As an example, consider a simple 4 input nMOS or bipolar NOR gate. The NOR gate will output a “zero” i.e. it will be in a conducting state, if ANY of the 4 transistors in the NOR gate, are in a conducting state. So when the output of this NOR gate is a “zero”, it does not matter if any of the other 3 inputs to the NOR gate are a “zero” or a “one”, since the logical output is the same, no matter what these other inputs are.

Therefore, when the NOR gate output is a “zero”, any of the 4 transistors can be struck by a high energy particle, with no consequence to the logical output of the circuit. In this conducting (zero) condition, therefore, the NOR gate is extremely immune to soft errors. It should be pointed out, however, that the converse is also true. In other words, if the NOR gate is in a non conducing state, a particle strike on any of the 4 transistors, will corrupt the output.

Reduced Supply voltage (power save mode)
There are two main ways to reduce power consumption when a circuit is in standby mode, the first method applicable to any logic circuit, is to reduce the supply voltage. Secondly, only applicable for synchronous circuits, is a reduction in the clock frequency.

Unfortunately, a reduction in power supply voltage has a detrimental effect on a circuit’s vulnerability to a soft error. In a CMOS circuit, the reduction in supply voltage, also reduces the maximum on current of the transistor pulling it’s partner to either of the supply rails. It therefore takes a correspondingly smaller current from the struck transistor, to flip the logic state of the cell. Therefore, the cell now becomes sensitive to particles with a lower incoming energy. Soft error simulations also clearly show this effect.

As can be seen from Figure 2, lower energy particles occur at higher flux rates, so the net effect of reducing the power supply is an undesirable increase in the soft error rate.

Reduced clock frequency (power save mode)
The other method of power reduction applicable to synchronous circuits, is to reduce the clock frequency. A clocked circuit brings the benefit of combinational logic gates only being vulnerable to a single event, if the struck transistor remains in an incorrect conducting state at the transition of the clock. Greatly reducing the clock rate, can therefore have a significant impact on a circuit’s sensitivity to a soft error, and to a good degree, can cancel out the increased vulnerability resulting from any reduction in power supply voltage.

The notable exception to the advantages of reduced clock rate, are positive feedback circuits, such as flip flops (static memory), since the internal feedback mechanism allows the stored state of the flip flop, to change at any time the cell is struck with a high energy particle, irrespective of the clock signal.

Triple redundancy (voting circuits)
The most extreme method for greatly reducing soft error rates, is to replicate the circuit 3 times. The logical outputs of all three circuits are then compared. If one of the outputs differs from the other two, the correct result is deemed to be that of the majority, and the one differing result is ignored. In essence it is similar to a whole circuit parity check. One advantage of this method is that more vulnerable, aggressive technology nodes can be used, giving faster processing power at lower soft error rates, at the obvious disadvantage of chip area and cost.



The essence of soft error rate simulation, is to plot the effective sensitive area, for which the circuit is sensitive to an upset from incoming particles of all energies and angles, as shown in Figure 6. Once characterized, this information is mapped to the known particle flux rates and energies in which the circuit is to operate to calculate the rate of circuit Failures In Time (FIT rate).

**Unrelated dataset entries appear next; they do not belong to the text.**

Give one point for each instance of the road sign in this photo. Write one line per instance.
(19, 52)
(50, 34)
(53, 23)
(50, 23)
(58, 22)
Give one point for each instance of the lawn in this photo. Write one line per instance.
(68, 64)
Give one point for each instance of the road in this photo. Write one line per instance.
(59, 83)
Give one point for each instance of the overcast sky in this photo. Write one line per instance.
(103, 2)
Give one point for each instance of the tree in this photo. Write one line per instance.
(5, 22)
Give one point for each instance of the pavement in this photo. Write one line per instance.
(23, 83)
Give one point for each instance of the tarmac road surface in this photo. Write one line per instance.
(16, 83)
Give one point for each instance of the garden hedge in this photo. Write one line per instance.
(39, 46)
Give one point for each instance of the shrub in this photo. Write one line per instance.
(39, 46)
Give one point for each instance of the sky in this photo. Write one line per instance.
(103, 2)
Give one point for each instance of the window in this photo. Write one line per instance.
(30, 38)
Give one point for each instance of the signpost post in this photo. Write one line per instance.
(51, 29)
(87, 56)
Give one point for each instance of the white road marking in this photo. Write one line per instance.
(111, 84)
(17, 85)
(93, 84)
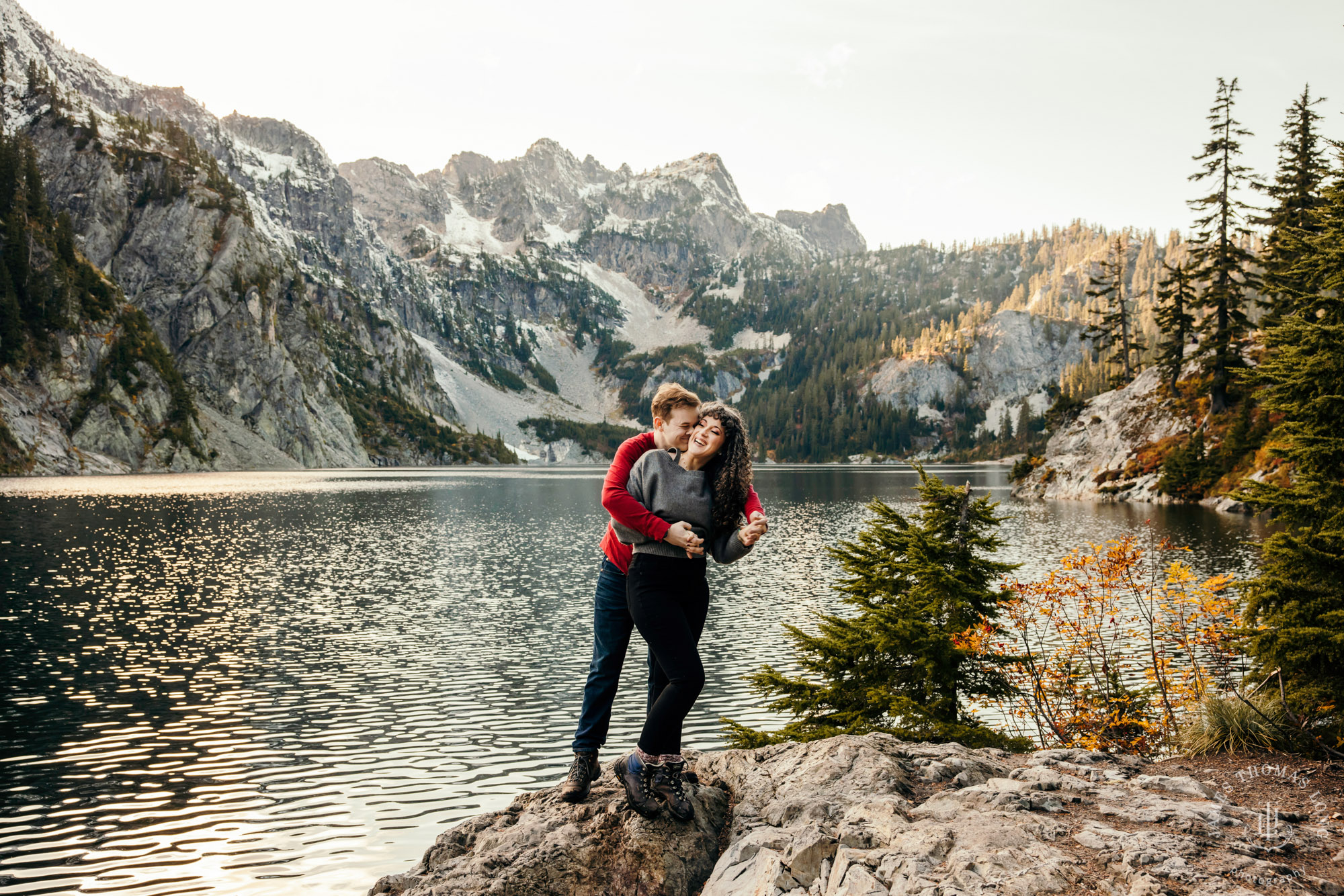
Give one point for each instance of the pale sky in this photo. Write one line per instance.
(940, 122)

Whilst the essence of what needs to be achieved is simple enough, the practicalities of obtaining this information, can be a lengthy task, depending on the accuracy of the answer that is required.

Two basic methods have been described, either using a large design of simulation experiments, or by using the critical charge in a sensitive volume method of calculation.

Once the basic failure rate has been calculated, further design and operational considerations, some of which are described at the end of this article, can also be an additional factor in the final calculated FIT rate.